Deer Park bowler Adam Zimmerman looks on during practice at...

Deer Park bowler Adam Zimmerman looks on during practice at Deer Park Bowl. (Jan. 13, 2014) Credit: Barry Sloan

Surrounded by his family, Adam Zimmerman made it all the way to a Long Island Youth Bowling Tour tournament final using his two-handed delivery before falling to his 16-year-old opponent.

He was 6 at the time.

Back then, Zimmerman, now a Deer Park sophomore, couldn't even lift a bowling ball with one hand. Years passed and that particular problem disappeared, but the delivery remained. Don't mess with a good thing, his father, Steve, a certified bowling coach, thought.

Another good thing that hasn't changed: Where Adam competes, the Zimmermans follow. Bowling is in the blood for the first family of Deer Park Lanes. Adam's parents, Steve and Karen, were two of the four who successfully petitioned the Deer Park school board to start a program eight years ago. Big brother Erik, once a four-year starter, is the president of his bowling team at the University of Delaware. At the high school, Steve, who also bowls in three leagues, serves as an de facto adviser, and even helped first-time coach Kyle McCourt improve from a 75 in his first game back after a 15-year bowling hiatus, to a 201, which he bowled last week. That jump happened in the span of a month and a half.

Karen is the team scorekeeper. Adam? Well, he's the star.

"He's better than me now," said Erik, who was first brought to a bowling alley at two weeks old. "He's always been good, and he's always been a little bit faster than me at getting to certain scores. It's great watching him."

Zimmerman has gone from a 215 average in 2012 to a 235.86 average this year -- tops in Suffolk. He's also earned a county-high 31 match points this season, with a high series of 779.
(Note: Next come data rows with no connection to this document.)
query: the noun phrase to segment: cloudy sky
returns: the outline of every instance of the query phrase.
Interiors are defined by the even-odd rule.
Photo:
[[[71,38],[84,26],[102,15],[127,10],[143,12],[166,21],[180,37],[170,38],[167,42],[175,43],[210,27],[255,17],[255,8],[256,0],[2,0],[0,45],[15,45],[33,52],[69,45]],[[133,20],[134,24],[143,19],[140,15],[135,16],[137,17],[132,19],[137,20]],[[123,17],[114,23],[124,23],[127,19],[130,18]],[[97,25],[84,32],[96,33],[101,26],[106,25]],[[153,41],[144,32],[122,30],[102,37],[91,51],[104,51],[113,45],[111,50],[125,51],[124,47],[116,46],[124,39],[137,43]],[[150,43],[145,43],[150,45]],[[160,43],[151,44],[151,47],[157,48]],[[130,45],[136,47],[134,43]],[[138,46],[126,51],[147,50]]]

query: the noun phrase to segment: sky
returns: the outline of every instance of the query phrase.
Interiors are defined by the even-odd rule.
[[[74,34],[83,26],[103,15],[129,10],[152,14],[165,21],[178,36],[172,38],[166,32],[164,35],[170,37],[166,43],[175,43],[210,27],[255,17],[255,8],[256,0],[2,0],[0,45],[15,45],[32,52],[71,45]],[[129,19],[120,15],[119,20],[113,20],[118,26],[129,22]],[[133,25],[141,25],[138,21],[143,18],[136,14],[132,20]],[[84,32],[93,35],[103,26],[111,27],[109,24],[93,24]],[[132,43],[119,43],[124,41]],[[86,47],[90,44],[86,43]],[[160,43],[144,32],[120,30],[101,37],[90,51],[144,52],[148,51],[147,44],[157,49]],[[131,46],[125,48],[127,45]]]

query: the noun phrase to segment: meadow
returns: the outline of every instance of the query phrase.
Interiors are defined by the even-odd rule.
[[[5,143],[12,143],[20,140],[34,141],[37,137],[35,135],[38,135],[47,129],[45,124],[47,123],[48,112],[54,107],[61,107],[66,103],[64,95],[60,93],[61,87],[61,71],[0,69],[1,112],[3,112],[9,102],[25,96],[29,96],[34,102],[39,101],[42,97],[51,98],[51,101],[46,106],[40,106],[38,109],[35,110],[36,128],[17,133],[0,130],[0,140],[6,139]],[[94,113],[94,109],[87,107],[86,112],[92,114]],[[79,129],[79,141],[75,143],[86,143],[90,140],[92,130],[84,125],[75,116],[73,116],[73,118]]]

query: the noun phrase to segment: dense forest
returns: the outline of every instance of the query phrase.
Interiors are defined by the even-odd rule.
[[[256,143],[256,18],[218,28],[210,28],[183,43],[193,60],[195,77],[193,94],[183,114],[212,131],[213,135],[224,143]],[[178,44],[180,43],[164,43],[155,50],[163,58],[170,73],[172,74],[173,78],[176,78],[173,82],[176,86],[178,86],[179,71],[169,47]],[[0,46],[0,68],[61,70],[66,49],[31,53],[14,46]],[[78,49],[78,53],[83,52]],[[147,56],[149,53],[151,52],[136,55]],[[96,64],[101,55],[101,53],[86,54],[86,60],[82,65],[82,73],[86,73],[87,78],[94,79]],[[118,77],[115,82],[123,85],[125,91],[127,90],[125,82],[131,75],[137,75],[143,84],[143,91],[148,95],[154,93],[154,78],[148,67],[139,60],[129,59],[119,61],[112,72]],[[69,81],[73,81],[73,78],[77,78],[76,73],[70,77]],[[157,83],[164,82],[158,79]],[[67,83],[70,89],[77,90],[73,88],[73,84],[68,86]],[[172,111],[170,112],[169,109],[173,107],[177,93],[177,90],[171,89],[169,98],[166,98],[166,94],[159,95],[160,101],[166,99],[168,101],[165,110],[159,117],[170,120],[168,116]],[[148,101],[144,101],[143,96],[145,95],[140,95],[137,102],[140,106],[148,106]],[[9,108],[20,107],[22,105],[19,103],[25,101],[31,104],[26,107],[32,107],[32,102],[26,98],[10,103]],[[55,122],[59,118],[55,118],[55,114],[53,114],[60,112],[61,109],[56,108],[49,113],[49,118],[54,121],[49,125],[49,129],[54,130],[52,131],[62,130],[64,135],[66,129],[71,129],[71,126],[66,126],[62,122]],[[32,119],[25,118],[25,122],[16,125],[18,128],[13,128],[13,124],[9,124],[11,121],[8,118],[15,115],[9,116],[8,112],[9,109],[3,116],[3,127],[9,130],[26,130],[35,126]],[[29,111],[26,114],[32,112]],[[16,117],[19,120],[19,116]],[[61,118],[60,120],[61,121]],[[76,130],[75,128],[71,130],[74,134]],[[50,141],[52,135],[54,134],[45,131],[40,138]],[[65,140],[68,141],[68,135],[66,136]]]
The goal this year is to make it onto the Suffolk All-Star team, which will compete in the state tournament in West Babylon.

"I've been practicing hard," Zimmerman said. "But I'm surprised because [my improvement] is such a big jump, and I wasn't expecting it. I'm throwing it harder and getting bigger."

Around Zimmerman, the Falcons, who won one match all of last year, are 9-3 in League I. He's earned around $20,000 in scholarship money competing in tournaments, McCourt said, and has 14 perfect games in his amateur career, Karen said.

"There's a certain amount of skill to it, but he works his butt off," McCourt said. "And the other kids see that, and it's like a ring they can grab a hold of. It's like, maybe I can . . . and now I have kids that went from bowling a 20 in the beginning of a year to a 150."

Steve, McCourt said, helps monumentally -- going as far as hooking up most of the novice bowlers with package prices for equipment. For Adam, "It's good to know [the family] is always there. I can always go to [my dad] for help to figure something out."

The family has traveled across the country attending bowling tournaments, and Adam and Erik were even able to bowl together on varsity when the youngest Zimmerman was in seventh grade. Bowling runs so deep, Steve and Karen even met at a bowling tournament 27 years ago.

It's no wonder the Zimmermans didn't give up after the school board rejected their first petition to start a team nine years ago. A year later, they brought along a representative from the United States Bowling Congress and "we had Erik and Adam read something to them at a board meeting," Karen said. "Adam was 7 and he read a prepared statement."

Adam doesn't remember reading the letter, but knows he'd been bowling about three years at that point.

"It tugged at the heartstrings," Steve said. "It was a little more effective."

Erik joined the team immediately but didn't start until freshman year because of the abundance of skilled seniors chomping to compete. He excelled using his standard delivery, while Adam matured and perfected his two-handed delivery, joining the team as soon as he could, six years later.

"None of us bowl that way," Steve said. "But it allows him to impart more and a stronger revolution . . . When you start so young, you bowl with two hands. He developed success with it at an early age and I knew it would become a much more prevalent way of bowling. I decided to leave him alone."

Adam's take: "I threw it. It worked."

Like we said: Don't mess with a good thing.